Without help from American tech companies, most companies, if not all, will struggle to develop chips. And without these foreign chipsets, Huawei cannot or will find it difficult to build 5G base stations and other equipment.
Meanwhile, the Chinese government is providing huge subsidies to local companies to become self-reliant and dominant in the semiconductor industry.
In recent years, especially after ZTE's case ― a kind of "sputnik moment" for it ― the Chinese government has doubled its efforts to develop its domestic semiconductor industry. But it will take years, if not decades, for China to become a leader in the semiconductor industry.

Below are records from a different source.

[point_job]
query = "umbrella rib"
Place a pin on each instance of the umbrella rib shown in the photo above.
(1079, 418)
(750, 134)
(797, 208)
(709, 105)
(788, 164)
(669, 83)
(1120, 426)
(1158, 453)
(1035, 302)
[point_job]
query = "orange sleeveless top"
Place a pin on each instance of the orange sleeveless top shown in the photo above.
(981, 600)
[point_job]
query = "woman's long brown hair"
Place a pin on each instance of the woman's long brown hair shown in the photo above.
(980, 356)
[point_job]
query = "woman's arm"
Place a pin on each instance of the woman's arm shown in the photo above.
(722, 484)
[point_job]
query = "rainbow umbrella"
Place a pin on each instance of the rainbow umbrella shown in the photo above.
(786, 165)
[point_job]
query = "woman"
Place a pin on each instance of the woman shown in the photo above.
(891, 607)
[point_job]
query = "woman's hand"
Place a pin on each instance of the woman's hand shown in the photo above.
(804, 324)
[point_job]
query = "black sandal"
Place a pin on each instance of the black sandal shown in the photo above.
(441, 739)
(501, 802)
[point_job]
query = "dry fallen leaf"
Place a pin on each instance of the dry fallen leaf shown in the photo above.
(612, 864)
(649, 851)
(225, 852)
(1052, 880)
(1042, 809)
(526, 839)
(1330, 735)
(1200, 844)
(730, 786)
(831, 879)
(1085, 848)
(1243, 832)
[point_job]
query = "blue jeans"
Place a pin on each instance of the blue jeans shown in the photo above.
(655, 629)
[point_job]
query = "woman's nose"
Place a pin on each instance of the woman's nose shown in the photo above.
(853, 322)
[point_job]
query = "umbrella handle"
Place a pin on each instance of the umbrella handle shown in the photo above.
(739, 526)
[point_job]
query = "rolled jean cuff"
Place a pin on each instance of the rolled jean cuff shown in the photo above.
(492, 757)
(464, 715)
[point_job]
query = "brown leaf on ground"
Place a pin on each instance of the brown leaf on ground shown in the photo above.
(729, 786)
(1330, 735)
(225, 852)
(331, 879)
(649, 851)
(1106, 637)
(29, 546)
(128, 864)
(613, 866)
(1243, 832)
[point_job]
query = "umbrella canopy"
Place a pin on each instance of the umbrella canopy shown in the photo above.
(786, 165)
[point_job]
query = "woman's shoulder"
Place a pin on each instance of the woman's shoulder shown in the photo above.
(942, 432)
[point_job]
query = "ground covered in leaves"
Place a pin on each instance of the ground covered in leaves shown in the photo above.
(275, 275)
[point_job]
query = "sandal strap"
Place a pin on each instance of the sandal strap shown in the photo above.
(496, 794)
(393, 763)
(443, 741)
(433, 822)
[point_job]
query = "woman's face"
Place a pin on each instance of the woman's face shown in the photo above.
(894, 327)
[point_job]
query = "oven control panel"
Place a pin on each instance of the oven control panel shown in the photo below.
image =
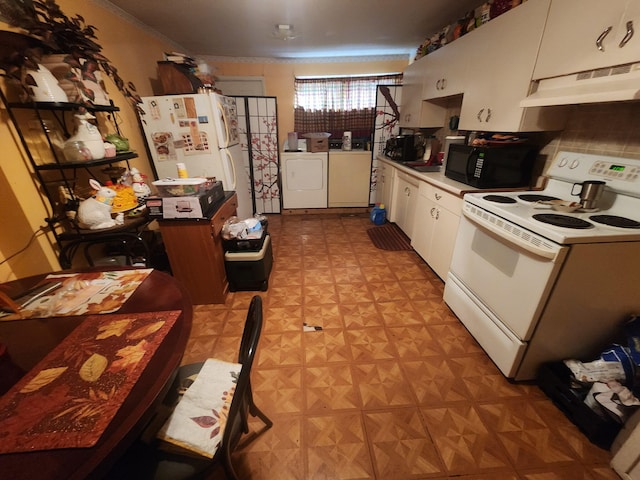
(617, 170)
(620, 174)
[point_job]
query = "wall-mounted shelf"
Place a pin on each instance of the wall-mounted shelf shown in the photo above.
(56, 175)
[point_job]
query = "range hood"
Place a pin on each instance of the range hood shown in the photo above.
(613, 84)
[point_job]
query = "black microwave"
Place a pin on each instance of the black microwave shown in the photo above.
(503, 166)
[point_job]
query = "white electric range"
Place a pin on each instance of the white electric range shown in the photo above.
(533, 284)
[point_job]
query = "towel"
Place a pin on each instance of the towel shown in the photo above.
(196, 425)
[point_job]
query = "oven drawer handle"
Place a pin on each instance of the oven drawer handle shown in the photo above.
(529, 247)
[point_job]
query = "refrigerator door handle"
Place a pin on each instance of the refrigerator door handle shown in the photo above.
(232, 169)
(224, 142)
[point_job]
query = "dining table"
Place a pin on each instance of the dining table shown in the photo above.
(31, 342)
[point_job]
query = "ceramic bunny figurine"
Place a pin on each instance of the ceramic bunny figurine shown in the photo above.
(95, 212)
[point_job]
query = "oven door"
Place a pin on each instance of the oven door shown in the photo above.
(509, 270)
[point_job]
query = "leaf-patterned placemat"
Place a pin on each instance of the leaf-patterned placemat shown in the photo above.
(69, 398)
(85, 293)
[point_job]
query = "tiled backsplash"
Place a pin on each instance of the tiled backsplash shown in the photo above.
(603, 128)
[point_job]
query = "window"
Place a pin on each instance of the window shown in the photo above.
(338, 104)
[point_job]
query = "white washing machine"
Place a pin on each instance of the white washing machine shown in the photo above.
(304, 179)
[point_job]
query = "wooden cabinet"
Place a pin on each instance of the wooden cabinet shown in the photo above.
(404, 201)
(196, 254)
(500, 72)
(575, 28)
(414, 113)
(349, 179)
(437, 215)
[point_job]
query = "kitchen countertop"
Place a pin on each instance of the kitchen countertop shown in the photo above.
(438, 179)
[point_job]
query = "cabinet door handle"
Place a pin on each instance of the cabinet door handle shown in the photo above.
(628, 35)
(601, 39)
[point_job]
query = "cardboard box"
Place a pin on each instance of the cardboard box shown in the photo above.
(317, 142)
(196, 206)
(317, 145)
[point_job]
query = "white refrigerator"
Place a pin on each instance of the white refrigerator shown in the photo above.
(201, 131)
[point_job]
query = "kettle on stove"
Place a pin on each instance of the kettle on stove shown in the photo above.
(590, 193)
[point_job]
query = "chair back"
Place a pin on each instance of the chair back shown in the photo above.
(237, 421)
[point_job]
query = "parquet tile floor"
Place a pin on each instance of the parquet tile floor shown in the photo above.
(393, 387)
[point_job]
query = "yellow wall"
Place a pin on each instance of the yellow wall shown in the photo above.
(135, 53)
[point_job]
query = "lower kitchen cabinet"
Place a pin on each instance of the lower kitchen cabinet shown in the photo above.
(349, 179)
(437, 214)
(404, 202)
(196, 254)
(386, 179)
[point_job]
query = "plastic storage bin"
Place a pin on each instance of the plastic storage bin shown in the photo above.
(252, 244)
(248, 270)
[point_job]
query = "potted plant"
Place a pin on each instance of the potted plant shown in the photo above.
(75, 44)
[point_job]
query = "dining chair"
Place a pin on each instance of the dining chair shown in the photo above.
(152, 458)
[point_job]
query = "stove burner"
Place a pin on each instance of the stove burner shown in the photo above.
(615, 221)
(498, 199)
(533, 197)
(562, 220)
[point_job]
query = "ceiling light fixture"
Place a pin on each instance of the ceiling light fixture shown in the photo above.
(284, 32)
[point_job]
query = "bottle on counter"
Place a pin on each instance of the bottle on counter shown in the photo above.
(182, 170)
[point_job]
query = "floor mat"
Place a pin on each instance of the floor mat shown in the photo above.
(389, 237)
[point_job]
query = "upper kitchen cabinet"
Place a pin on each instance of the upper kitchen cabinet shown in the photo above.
(500, 71)
(414, 113)
(583, 35)
(446, 71)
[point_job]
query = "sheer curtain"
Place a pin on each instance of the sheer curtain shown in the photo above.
(338, 104)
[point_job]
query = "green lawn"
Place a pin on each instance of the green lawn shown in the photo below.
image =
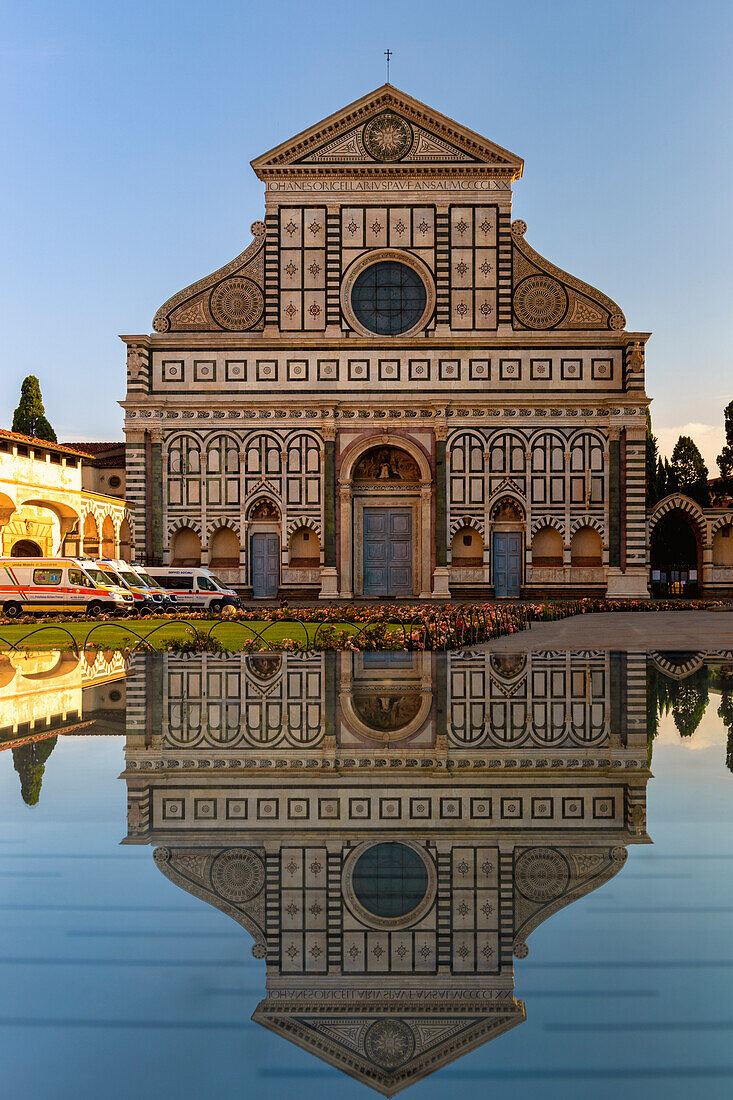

So, the latest action of the Trump administration is somewhat tantamount to a death sentence for Huawei. China is likely to use every arrow in its quiver to prevent the collapse of its national pride.
But the digital decoupling between the two superpowers is already underway and it is going to cost additional billions of dollars for countries and delay the rollout of 5G networks around the world.
Dr. Nehginpao Kipgen is a political scientist, associate professor, assistant dean and executive director at the Center for Southeast Asian Studies (CSEAS), Jindal School of International Affairs, O.P. Jindal Global University. Vikas Nagal is a research assistant at CSEAS.